Biographical / Historical
Crawford Williamson Long was born November 1, 1815, in Danielsville, Georgia, the son of James and Elizabeth Ware. He was a studious boy who entered Franklin College (now the University of Georgia) at fourteen and graduated in 1835, second in his class. After teaching one year he began to read medicine, first under a preceptor, later at Transylvania University, Lexington, Kentucky, and finally at the University of Pennsylvania, where he received a degree in 1839.
Following eighteen months in New York, where he gained a reputation as a skillful surgeon, he began to practice in Jefferson, a village in Jackson County, Georgia. In August 1842, Dr. Long married Caroline Swain, the niece of Governor David Lowry Swain of North Carolina.
During the early 1840's laughing gas was the subject of much discussion and a number of demonstrations of its effects on volunteers. In January, 1842 several of Long's friends induced him to let them have a nitrous oxide frolic. No nitrous oxide was available but Long offered sulphuric ether as a substitute, explaining to his friends that it was equally exhilirating and as safe as nitrous oxide. After observing that the young men who had inhaled the sulphuric ether did not experience pain, Dr. Long decided to test its ability to produce insensitivity in his practice.

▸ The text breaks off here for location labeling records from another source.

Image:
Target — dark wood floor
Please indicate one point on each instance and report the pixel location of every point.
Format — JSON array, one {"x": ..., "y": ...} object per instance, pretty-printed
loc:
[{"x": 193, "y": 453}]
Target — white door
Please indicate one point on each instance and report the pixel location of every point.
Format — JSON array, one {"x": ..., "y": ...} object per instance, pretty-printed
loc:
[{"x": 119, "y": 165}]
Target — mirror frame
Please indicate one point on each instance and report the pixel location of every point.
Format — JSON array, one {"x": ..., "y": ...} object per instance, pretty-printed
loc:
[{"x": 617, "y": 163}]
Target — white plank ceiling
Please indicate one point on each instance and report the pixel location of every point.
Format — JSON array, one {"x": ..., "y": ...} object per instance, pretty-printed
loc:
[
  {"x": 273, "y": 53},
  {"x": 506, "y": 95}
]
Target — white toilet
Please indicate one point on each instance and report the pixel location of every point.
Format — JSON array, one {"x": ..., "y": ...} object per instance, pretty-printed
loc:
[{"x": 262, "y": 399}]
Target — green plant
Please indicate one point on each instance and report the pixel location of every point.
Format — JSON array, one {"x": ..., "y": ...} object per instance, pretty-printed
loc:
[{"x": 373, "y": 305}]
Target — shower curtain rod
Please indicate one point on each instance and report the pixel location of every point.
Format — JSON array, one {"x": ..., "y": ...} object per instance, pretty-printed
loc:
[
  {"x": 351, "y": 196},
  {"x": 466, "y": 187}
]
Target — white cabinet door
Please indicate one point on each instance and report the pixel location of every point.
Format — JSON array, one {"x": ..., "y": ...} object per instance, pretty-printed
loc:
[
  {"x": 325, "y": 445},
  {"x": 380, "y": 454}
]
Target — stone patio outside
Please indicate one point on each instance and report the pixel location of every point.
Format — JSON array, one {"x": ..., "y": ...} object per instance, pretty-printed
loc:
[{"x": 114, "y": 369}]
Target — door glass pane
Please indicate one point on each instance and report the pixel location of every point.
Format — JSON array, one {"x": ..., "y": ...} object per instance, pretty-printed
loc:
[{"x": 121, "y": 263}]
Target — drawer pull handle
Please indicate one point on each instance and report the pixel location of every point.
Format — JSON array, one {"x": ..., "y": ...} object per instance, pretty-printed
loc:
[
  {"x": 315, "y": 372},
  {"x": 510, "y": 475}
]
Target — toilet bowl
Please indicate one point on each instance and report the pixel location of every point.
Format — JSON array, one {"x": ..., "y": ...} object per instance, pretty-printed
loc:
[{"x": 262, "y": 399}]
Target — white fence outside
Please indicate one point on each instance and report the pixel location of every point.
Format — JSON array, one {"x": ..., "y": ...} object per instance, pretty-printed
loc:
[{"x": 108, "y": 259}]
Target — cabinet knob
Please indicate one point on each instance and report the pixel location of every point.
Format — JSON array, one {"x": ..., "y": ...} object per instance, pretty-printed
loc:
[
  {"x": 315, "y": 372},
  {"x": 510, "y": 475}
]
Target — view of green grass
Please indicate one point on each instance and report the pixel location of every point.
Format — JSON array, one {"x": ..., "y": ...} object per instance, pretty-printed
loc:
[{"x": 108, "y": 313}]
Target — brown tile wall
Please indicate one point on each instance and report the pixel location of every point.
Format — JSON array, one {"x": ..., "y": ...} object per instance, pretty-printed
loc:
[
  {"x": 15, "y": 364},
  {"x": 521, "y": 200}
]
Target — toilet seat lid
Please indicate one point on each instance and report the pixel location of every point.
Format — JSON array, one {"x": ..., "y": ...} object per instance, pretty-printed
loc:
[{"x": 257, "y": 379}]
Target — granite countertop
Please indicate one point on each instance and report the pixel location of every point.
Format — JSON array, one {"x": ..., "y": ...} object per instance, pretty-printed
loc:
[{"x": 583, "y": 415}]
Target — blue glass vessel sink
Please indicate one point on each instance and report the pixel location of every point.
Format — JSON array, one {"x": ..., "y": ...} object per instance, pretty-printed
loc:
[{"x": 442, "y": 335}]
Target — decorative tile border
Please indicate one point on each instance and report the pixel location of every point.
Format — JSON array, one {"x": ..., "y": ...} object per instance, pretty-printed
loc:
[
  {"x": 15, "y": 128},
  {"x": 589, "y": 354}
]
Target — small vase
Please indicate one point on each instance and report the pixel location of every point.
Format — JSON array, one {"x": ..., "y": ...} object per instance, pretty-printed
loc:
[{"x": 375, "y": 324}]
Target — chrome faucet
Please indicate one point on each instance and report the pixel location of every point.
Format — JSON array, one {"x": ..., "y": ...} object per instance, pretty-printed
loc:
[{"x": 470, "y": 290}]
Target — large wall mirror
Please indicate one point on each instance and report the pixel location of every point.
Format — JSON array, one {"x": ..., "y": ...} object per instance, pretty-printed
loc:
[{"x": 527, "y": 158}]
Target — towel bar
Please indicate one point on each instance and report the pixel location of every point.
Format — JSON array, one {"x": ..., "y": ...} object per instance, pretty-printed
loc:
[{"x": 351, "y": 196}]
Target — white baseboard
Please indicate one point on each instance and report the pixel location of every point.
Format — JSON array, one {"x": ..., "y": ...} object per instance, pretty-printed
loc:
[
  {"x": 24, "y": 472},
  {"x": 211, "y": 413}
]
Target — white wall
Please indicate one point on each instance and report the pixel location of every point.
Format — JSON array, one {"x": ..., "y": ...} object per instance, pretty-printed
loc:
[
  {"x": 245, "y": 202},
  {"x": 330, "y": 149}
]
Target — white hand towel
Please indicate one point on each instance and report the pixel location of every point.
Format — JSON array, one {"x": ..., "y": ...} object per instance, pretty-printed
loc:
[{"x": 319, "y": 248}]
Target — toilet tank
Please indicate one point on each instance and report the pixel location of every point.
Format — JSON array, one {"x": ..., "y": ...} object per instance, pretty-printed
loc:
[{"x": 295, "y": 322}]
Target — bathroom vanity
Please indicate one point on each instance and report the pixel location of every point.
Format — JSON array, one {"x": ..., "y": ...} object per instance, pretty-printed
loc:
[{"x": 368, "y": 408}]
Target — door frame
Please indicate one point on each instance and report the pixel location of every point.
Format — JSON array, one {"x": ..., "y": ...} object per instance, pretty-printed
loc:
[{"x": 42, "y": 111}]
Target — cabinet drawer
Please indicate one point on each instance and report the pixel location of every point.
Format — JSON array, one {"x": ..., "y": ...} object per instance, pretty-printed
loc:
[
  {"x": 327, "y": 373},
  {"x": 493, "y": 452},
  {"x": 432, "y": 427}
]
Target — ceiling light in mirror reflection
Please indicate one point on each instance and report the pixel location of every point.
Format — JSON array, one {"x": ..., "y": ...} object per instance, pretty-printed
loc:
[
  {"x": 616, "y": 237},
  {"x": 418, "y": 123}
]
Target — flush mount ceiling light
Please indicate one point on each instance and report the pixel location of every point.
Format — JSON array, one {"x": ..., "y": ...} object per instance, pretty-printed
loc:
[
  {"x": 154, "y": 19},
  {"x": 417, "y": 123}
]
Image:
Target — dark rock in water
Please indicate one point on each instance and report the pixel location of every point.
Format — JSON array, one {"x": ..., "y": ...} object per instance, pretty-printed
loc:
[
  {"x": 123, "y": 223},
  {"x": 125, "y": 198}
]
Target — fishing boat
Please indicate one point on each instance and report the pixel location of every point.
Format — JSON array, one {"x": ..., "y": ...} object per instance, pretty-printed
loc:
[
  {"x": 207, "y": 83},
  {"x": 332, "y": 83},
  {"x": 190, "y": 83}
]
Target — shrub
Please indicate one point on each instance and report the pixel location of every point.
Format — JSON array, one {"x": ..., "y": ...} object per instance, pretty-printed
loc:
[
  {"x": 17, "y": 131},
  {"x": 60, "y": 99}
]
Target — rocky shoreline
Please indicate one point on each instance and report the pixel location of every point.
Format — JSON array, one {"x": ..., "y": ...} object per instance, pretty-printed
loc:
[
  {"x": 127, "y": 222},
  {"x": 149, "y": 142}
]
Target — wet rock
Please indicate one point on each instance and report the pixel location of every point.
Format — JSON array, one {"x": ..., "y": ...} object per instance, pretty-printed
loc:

On March 30, 1842, Dr. Long administered sulphuric ether to James Venable and removed a small tumor from his neck. This was the first recorded surgical procedure using inhalation anaesthesia. On June 6 he removed another tumor from Venable's neck and on July 3 amputated a boy's toe. By September Long had performed eight operations using ether as the anaesthetic. This experience with ether was not published until December, 1849 as a result of the controversy over W. T. G. Morton's claim to priority in its discovery. At that time Dr. Long described his first five operations using ether in a paper in the Southern Medical and Surgical Journal under the title "An Account of the First Use of Sulphuric Ether by Inhalation as an Anaesthetic in Surgical Operations."
In 1850 Crawford Long moved to Athens, Georgia, where he immediately acquired a large surgical practice. He died there on June 16, 1878. In 1910 an obelisk was erected to his memory in Athens and in 1926 Georgia placed his statue in Statuary Hall in the Capitol in Washington, D.C.